A 78.5-kg man is standing on a frictionless ice surface when he throws a 2.40-kg book horizontally at a speed of 11.3 m/s. With what speed does the man move across the ice as a result? Give your answer in m/s, and be sure to use three significant figures in your answer.

Answer 1

Answer:

The man moves across the ice with a speed of 0.345m/s.

Explanation:

From the conservation of linear momentum, we have that the total linear momentum before the book throw is equal to the total linear momentum just after it. Since the initial velocity of the system is zero (so the initial momentum is zero), we have that:

$m_mv_m+m_bv_b=0\\\\v_m=-\frac{m_b}{m_m} v_b$

Where $m_m$ is the mass of the man, $m_b$ is the mass of the book, and $v_m$ and $v_b$ are their velocities. Plugging in the given values, we can compute the speed of the man (ignoring the negative sign, because we care about the magnitude, not the direction):

$v_m=\frac{2.40kg}{78.5kg}(11.3m/s)=0.345m/s$

In words, the resulting speed of the man is 0.345m/s.

Answer 2

Answer:

0.345 m/s²

Explanation:

From the law of conservation of momentum,

The total momentum before the book was thrown = Total momentum after the book is thrown.

Note: Since both the man and the book are stationary before the book was thrown, then the total momentum before the book was thrown = 0.

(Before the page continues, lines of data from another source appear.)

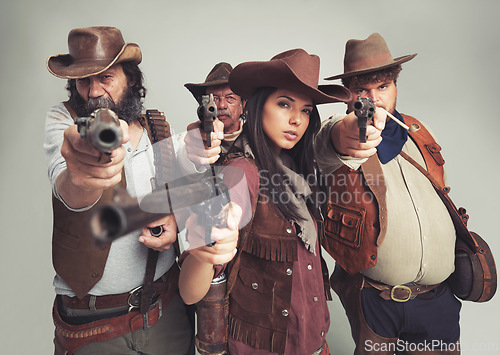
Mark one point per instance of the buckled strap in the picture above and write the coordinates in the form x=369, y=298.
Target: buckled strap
x=122, y=299
x=399, y=293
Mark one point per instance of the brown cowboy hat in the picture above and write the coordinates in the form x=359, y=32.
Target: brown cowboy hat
x=92, y=50
x=365, y=56
x=218, y=76
x=294, y=69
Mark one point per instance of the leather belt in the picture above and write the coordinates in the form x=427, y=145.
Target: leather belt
x=132, y=298
x=401, y=293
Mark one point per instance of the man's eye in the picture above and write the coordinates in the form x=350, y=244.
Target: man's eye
x=83, y=81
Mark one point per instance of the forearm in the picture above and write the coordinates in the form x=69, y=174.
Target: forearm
x=195, y=279
x=74, y=196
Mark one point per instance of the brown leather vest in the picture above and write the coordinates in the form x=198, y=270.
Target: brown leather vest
x=262, y=288
x=356, y=215
x=75, y=256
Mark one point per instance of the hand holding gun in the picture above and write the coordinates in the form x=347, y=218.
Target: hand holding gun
x=102, y=130
x=207, y=113
x=364, y=109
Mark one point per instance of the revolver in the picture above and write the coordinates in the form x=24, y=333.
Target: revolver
x=102, y=130
x=364, y=108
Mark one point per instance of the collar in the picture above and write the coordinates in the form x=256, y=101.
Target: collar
x=394, y=138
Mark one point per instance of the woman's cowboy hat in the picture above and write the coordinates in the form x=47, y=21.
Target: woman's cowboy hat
x=365, y=56
x=295, y=70
x=218, y=76
x=92, y=50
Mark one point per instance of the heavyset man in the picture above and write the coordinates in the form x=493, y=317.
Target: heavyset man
x=98, y=308
x=390, y=234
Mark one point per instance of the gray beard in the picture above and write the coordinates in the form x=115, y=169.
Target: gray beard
x=129, y=108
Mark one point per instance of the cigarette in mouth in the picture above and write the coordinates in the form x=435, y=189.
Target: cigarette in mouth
x=413, y=128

0 = m'v' + mv .................... Equation 1

m'v'+mv = 0

Where m' = mass of the man, v' = final velocity of the man after the throw, m = mass of the book, v = final velocity after the throw

make v' the subject of the equation

v' = -mv/m'............... Equation 2

Given: m = 2.40 kg, v = 11.3 m/s, m' = 78.5 kg.

Substitute into equation 2

v' = 2.4(11.3)/78.5

v' = 27.12/78.5

v' = 0.345 m/s²